In the Bekaa, an area where over 300,000 Syrians are currently registered, AEC is profoundly involved in alleviating the refugee crisis by offering social services and sustainable alternatives to integrate marginalized populations. As such, the organization has made it a priority to improve in parallel the living conditions of the Syrian refugees and the Lebanese host communities, by offering inclusive services such as medical and psychological consultations, child education, day care for working parents, after-school activities, and care for the disabled, where over 40% of people served are Syrian.

AEC also prides itself on being a major employer in the region- the Taanayel centre employs 17 full-time and 30 part-time workers, as well as approximately 120 seasonal agricultural workers at a time, all of which are Syrian refugees. They work in all activities run by the domain, such as tourism, ecotourism, agriculture, waste management, etc. The centre’s senior manager, Elia Ghorra, also insists that contrary to popular opinion, “We always believe that the Syrians are taking the jobs that the Lebanese won’t, but that isn’t true at all. In our centres, the Syrians and Lebanese both work many types of jobs all together.”

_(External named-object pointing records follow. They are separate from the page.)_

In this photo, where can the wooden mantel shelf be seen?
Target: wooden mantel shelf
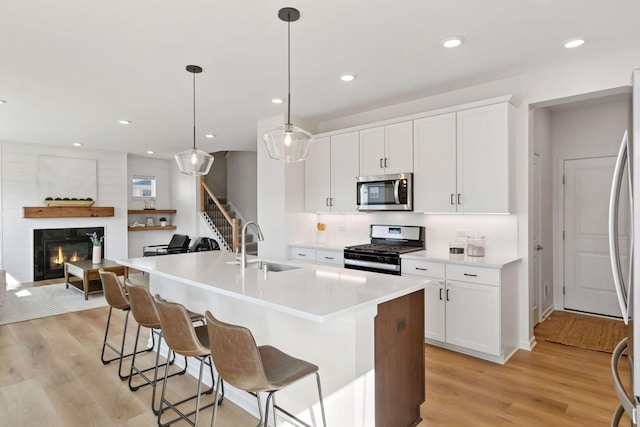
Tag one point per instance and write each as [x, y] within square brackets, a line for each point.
[66, 211]
[151, 211]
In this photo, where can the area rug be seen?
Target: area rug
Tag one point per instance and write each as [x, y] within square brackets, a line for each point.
[588, 332]
[33, 302]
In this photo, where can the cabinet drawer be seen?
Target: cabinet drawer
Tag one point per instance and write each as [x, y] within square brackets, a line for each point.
[485, 275]
[329, 257]
[303, 254]
[422, 268]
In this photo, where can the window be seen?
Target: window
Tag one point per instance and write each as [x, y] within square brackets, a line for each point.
[144, 186]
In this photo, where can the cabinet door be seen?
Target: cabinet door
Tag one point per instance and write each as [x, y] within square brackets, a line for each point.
[473, 316]
[398, 153]
[434, 178]
[317, 174]
[344, 172]
[483, 159]
[372, 151]
[434, 310]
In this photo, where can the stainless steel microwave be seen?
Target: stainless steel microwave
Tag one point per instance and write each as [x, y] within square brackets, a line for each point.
[385, 192]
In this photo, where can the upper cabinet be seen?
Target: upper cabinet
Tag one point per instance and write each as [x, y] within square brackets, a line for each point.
[386, 149]
[331, 170]
[461, 161]
[434, 172]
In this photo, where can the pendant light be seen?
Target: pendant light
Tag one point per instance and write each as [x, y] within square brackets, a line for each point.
[194, 161]
[288, 143]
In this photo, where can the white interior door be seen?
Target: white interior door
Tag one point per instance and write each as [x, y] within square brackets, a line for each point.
[588, 279]
[536, 291]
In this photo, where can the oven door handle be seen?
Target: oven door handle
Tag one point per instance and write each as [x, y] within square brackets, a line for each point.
[372, 264]
[396, 191]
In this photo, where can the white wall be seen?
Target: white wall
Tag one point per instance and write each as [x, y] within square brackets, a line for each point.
[581, 131]
[242, 180]
[543, 147]
[592, 75]
[20, 188]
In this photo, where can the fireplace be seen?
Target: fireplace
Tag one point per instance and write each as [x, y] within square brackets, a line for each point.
[55, 246]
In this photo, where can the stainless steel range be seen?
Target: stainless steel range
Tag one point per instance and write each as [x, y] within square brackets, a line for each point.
[388, 242]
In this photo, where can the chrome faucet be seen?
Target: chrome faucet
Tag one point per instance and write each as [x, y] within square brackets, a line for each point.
[243, 244]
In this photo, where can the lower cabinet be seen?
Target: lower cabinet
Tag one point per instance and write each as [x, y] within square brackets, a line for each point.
[469, 309]
[317, 256]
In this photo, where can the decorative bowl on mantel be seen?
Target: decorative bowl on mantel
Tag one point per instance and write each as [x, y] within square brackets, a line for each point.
[70, 203]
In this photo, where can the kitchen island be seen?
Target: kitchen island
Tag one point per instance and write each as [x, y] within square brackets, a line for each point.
[364, 330]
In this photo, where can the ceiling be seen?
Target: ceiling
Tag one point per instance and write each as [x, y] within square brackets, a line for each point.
[69, 70]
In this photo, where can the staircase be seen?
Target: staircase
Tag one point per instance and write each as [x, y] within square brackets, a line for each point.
[223, 229]
[222, 219]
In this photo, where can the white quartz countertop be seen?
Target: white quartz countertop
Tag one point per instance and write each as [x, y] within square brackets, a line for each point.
[313, 292]
[485, 261]
[329, 246]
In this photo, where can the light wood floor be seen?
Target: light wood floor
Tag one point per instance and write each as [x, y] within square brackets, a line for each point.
[51, 375]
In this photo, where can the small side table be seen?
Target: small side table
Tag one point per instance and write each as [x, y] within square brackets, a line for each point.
[88, 272]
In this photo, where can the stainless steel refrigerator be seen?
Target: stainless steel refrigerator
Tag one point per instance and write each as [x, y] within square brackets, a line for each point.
[624, 262]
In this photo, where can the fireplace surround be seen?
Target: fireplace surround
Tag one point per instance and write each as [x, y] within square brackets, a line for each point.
[52, 247]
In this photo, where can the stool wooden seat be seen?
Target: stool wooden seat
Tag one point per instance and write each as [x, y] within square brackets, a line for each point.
[244, 365]
[186, 340]
[116, 297]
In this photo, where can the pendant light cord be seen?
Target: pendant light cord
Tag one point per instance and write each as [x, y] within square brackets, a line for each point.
[289, 69]
[194, 111]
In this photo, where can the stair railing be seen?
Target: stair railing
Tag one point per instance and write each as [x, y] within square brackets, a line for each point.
[219, 214]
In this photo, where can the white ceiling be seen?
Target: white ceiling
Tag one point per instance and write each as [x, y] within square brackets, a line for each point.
[70, 69]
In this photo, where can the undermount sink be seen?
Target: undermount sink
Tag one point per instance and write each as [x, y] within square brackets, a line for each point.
[271, 266]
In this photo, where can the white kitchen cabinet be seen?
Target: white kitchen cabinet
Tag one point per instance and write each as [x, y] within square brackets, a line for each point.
[317, 256]
[317, 171]
[434, 172]
[302, 254]
[386, 149]
[468, 308]
[462, 162]
[331, 170]
[330, 257]
[434, 293]
[484, 148]
[473, 316]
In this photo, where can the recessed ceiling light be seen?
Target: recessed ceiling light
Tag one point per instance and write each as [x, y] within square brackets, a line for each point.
[453, 41]
[570, 44]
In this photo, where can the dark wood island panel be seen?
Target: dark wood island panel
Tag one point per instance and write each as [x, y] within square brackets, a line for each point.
[399, 361]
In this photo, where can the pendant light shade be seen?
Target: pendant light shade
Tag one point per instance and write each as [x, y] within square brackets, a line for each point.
[288, 143]
[194, 161]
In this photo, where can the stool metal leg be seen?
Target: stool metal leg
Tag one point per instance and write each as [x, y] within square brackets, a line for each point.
[275, 407]
[119, 352]
[174, 406]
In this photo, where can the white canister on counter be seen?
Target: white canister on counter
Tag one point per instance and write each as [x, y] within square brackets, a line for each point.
[475, 244]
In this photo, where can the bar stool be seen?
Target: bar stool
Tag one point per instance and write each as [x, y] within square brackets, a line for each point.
[144, 311]
[186, 340]
[116, 298]
[244, 365]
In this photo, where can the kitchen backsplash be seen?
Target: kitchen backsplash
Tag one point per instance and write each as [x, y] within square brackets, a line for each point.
[501, 231]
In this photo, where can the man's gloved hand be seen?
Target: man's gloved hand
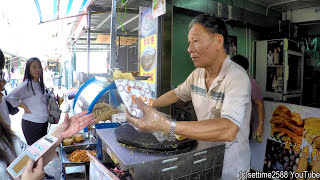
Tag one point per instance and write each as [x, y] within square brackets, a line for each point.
[152, 121]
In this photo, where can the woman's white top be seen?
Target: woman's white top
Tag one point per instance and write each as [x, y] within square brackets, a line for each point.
[4, 112]
[37, 103]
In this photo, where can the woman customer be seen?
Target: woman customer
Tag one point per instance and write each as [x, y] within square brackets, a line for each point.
[30, 95]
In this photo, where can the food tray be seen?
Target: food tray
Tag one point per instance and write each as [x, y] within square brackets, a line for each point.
[88, 143]
[64, 159]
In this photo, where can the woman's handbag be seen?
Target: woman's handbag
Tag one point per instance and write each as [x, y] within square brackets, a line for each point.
[12, 110]
[54, 110]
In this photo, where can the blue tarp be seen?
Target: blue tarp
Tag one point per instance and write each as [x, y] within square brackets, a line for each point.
[55, 9]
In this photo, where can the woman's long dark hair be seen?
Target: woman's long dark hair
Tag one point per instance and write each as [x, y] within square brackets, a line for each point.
[6, 138]
[27, 75]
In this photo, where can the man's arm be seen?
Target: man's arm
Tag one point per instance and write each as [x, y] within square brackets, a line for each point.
[218, 129]
[166, 99]
[259, 129]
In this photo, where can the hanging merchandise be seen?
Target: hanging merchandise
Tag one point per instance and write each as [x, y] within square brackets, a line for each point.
[158, 8]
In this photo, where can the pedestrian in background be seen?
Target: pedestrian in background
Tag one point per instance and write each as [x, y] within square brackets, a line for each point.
[30, 95]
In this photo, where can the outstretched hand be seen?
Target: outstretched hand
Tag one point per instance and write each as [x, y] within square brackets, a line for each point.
[152, 120]
[71, 126]
[33, 173]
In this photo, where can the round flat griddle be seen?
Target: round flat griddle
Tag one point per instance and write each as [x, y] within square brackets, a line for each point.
[128, 135]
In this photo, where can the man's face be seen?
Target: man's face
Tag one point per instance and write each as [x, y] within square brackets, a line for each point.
[35, 70]
[203, 46]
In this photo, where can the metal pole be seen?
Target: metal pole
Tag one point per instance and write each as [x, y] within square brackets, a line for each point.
[88, 41]
[113, 34]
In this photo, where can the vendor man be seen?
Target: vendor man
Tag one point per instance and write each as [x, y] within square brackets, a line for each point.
[220, 93]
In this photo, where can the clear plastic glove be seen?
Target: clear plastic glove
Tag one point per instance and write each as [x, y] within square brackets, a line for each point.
[32, 171]
[152, 121]
[71, 126]
[259, 132]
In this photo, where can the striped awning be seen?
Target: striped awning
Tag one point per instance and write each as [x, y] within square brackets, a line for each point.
[49, 10]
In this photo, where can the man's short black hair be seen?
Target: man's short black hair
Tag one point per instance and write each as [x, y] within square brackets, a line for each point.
[241, 60]
[2, 60]
[211, 23]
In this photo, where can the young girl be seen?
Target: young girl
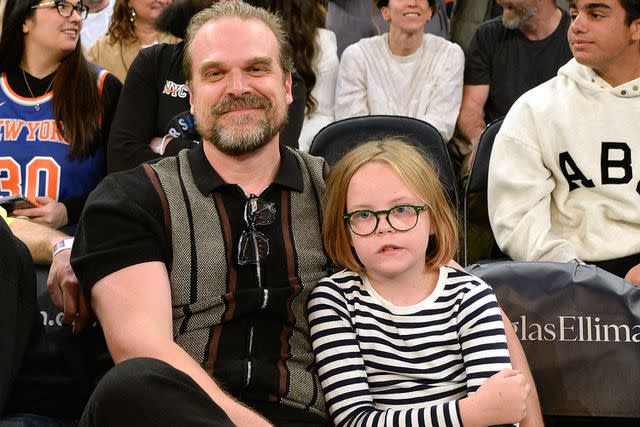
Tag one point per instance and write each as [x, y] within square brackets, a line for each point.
[400, 338]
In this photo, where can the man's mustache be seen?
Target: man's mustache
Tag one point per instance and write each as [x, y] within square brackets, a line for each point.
[231, 103]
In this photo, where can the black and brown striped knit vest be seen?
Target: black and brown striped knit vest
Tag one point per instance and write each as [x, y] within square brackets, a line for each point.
[199, 273]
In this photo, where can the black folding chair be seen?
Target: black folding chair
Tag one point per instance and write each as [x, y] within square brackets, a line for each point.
[580, 329]
[476, 188]
[336, 139]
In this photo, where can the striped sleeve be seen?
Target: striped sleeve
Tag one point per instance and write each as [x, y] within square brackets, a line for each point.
[482, 336]
[342, 372]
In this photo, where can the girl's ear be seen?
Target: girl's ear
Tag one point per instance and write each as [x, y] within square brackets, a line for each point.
[384, 11]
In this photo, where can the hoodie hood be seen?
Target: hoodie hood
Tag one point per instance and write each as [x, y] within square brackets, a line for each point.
[591, 82]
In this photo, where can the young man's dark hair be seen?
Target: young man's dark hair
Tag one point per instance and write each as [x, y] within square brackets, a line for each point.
[632, 10]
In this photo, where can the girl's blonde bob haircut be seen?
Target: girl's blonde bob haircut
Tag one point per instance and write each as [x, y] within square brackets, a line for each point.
[416, 170]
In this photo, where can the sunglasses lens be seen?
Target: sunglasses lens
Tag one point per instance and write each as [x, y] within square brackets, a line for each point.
[253, 247]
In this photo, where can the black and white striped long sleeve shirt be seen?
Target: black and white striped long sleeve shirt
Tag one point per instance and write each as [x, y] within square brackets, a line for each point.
[384, 365]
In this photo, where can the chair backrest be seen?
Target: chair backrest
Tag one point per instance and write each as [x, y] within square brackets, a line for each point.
[580, 330]
[476, 187]
[333, 141]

The PV panels will save the centre up to $10,000 USD annually in electric spending, which will all be reinvested into their diverse activities and programs, designed to benefit the Syrian refugees and host communities of the area. The centre invests most heavily in agricultural activities, most especially in programs relating to water. Over the past year, water preservation, storage, and quality have been new major projects. Pilot projects also include the implementation of new irrigation systems. The organization believes these will create a positive impact from a humanitarian perspective in addition to promoting sustainable livelihoods in agriculture and hence improving economic empowerment.

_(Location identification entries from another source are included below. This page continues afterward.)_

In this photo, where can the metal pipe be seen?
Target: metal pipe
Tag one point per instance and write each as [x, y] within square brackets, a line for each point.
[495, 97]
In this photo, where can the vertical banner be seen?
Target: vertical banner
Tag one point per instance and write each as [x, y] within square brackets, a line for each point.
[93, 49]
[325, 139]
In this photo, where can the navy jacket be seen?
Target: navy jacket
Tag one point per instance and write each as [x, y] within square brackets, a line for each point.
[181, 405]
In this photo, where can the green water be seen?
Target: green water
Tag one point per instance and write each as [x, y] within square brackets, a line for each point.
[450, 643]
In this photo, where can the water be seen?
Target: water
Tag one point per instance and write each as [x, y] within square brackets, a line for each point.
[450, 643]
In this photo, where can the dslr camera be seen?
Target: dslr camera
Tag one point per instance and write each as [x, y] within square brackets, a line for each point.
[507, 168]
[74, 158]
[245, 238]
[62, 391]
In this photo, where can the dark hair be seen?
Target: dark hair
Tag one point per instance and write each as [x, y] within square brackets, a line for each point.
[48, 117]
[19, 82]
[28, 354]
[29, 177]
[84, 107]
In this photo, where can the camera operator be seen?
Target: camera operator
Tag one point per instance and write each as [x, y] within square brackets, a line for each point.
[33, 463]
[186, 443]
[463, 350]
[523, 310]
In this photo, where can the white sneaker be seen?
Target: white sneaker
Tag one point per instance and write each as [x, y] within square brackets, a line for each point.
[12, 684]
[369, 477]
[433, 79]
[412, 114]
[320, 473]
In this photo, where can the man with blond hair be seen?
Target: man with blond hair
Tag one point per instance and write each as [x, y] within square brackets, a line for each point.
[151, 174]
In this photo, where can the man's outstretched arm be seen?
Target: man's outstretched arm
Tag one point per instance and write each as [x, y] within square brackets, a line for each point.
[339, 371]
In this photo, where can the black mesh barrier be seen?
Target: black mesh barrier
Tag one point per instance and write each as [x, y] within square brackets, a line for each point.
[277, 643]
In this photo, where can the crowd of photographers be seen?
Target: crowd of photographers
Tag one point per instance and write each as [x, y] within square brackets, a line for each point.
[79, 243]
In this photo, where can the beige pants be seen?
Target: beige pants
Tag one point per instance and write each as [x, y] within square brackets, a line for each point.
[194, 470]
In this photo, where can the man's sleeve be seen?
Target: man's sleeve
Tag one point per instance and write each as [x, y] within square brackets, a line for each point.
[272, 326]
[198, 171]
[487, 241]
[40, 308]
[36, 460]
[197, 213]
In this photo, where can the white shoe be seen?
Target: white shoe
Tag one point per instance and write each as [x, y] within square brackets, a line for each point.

The goal of strengthening a sustainable educational and social network in Lebanon for the most economically vulnerable populations goes beyond directly serving the local inhabitants – for example, included in the 55,000 people served in 2017 by AEC are 1,300 farmers from all over Lebanon who were educated and empowered. Focusing on education and providing such trainings is key to ensuring the present and future impact of the activities invested in today.

All activities taken upon are sustainable and fit in the framework of social support, economic empowerment, and environmental preservation. As such, the organization continues to be a huge proponent of the UN Sustainable Development Goals. Indeed, the totality of the activities run in Taanayel and throughout Lebanon directly impact 15 of the 17 goals. By continuing to promote sustainable practices and energy efficiency, AEC will be able to positively engage the Lebanese and Syrian local populations over the coming years.